One gram of tissue was transferred into ten volumes of PBS containing one complete mini tablet of BSA (Boehringer, Mannheim, Germany). This tablet contains both reversible and irreversible protease inhibitors, and inhibits a broad spectrum of serine-, cysteine- and metallo-proteases. The mixture was homogenised in an ice bath with Ultra Turrax equipment (Jahnke and Kunkel, Staufen, Germany). The tissue was homogenised for 1 min and kept in iced water for 1 h. After centrifugation for 10 min at 3500 g the total protein content in the supernatant was determined by a BCA test (Sigma-Aldrich).
Western blotting of FGF2
SDS-PAGE was performed according to the method described by Laemmli (1970). Samples (50 μg total protein in 20 μl buffer) were boiled in NuPAGE SDS sample buffer (Novex, Santiago, CA, USA) for 5 min at 95 ° C and separated on a commercially available 12% Bis–Tris gel (Invitrogen, Karlsruhe LMA, Germany) under reducing conditions (for 1 h at 190 V), and transferred to nitrocellulose membranes (Millipore PVDF, 0.45 μm; Millipore, Bedford, MA, USA). For blocking, membranes were incubated in PBS with 0.05% Tween-20 (PBS-T) with 1% non-fat dry milk overnight. The membranes were then incubated in PBS-T and incubated for 75 min with the respective primary antibody for FGF2. The same antibody was utilised as used for immunohistochemistry. For immunoblot analysis, the antiserum was diluted 1:40 000 and detected by using goat anti-rabbit IgG-peroxidase conjugate in combination with an enhanced chemiluminescence system (Amersham-Pharmacia, Freiburg, Germany). Negative controls were set up to replace the primary antibody with PBS. Protein samples from bovine CL or rbFGF2 (a kind gift from D Gospodarowicz, Chiron Corp., Berkeley, CA, USA) was used as a positive control. Specificity of bands was tested by using preabsorbed antiserum involving the respective antigen. See Blue Plus2 Pre-Stained standard (Novex, San Diego, CA, USA) was used as molecular size marker.

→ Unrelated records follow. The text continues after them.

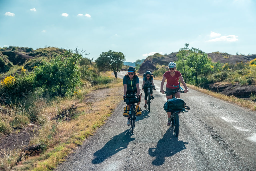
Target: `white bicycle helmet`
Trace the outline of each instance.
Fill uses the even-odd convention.
[[[169,68],[176,68],[177,67],[177,65],[174,62],[172,62],[168,64],[168,67]]]

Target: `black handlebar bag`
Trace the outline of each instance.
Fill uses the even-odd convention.
[[[125,98],[125,103],[127,105],[138,103],[140,99],[136,96],[136,94],[129,94]]]
[[[164,104],[164,108],[166,111],[184,111],[186,103],[182,99],[176,98],[169,99]]]

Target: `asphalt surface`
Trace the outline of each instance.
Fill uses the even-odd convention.
[[[176,138],[167,125],[161,82],[154,80],[151,112],[137,118],[134,134],[123,116],[126,105],[121,102],[56,170],[256,170],[256,113],[189,89],[181,94],[191,109],[180,115]],[[142,87],[142,78],[140,82]]]

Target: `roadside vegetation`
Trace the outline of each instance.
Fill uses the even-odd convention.
[[[237,62],[235,64],[214,63],[202,51],[193,48],[189,49],[189,45],[186,44],[184,48],[180,49],[177,55],[178,60],[175,62],[177,64],[177,70],[181,73],[185,82],[190,84],[190,88],[256,111],[256,103],[254,101],[228,96],[205,89],[207,84],[211,83],[237,83],[242,86],[255,86],[256,59],[247,62]],[[220,52],[216,52],[214,53]],[[227,53],[223,54],[223,58],[228,58],[230,56]],[[158,65],[157,69],[154,72],[154,77],[156,77],[155,79],[162,80],[163,75],[168,70],[168,67],[165,66]],[[253,101],[256,99],[255,94],[252,93],[250,98]]]
[[[0,74],[0,136],[32,127],[27,145],[36,149],[2,149],[0,170],[52,170],[110,116],[122,100],[117,90],[121,81],[112,72],[100,72],[93,59],[85,57],[88,54],[77,48],[12,47],[0,53],[20,49],[35,57],[20,65],[9,64]],[[4,67],[8,66],[12,62],[2,54]],[[112,95],[97,104],[86,95],[109,88],[114,89]]]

The statistical significance of differences in mRNA expression of examined factors and the concentrations of PGF2α and PGE2 and steroids (E2 and progesterone) were analysed by ANOVA followed by Fisher’s protected least significant difference test. Because the raw data of PGF2α , PGE2, E2 and progesterone were heterogeneous they were lntransformed. Ln-transformed data were homogenous and used for final statistical evaluation by ANOVA. All experimental data are shown as means ± s.e.m. Follicles and CL (n = 5) were obtained from five cows per group.
Characterisation of follicle classes
For a better understanding and characterisation of follicle classes used, E2, progesterone, PGF2α and PGE2 were determined in FF. The results of E2, progesterone, PGF2α and PGE2 concentrations are shown in Fig. 2.
The concentration of E2 was high in FF of follicle classes 0 h and 4 h, followed by a significant decrease afterwards. The concentration of progesterone in FF increased significantly from 4 h onwards and again in follicles collected at 25 h. The concentrations of PGF2α and PGE2 in FF were very low prior to the LH surge (0 h) but than increased continuously to maximum levels in follicles collected at 25 h (P < 0.001). In general much higher levels were always found for PGE2 than for PGF2α .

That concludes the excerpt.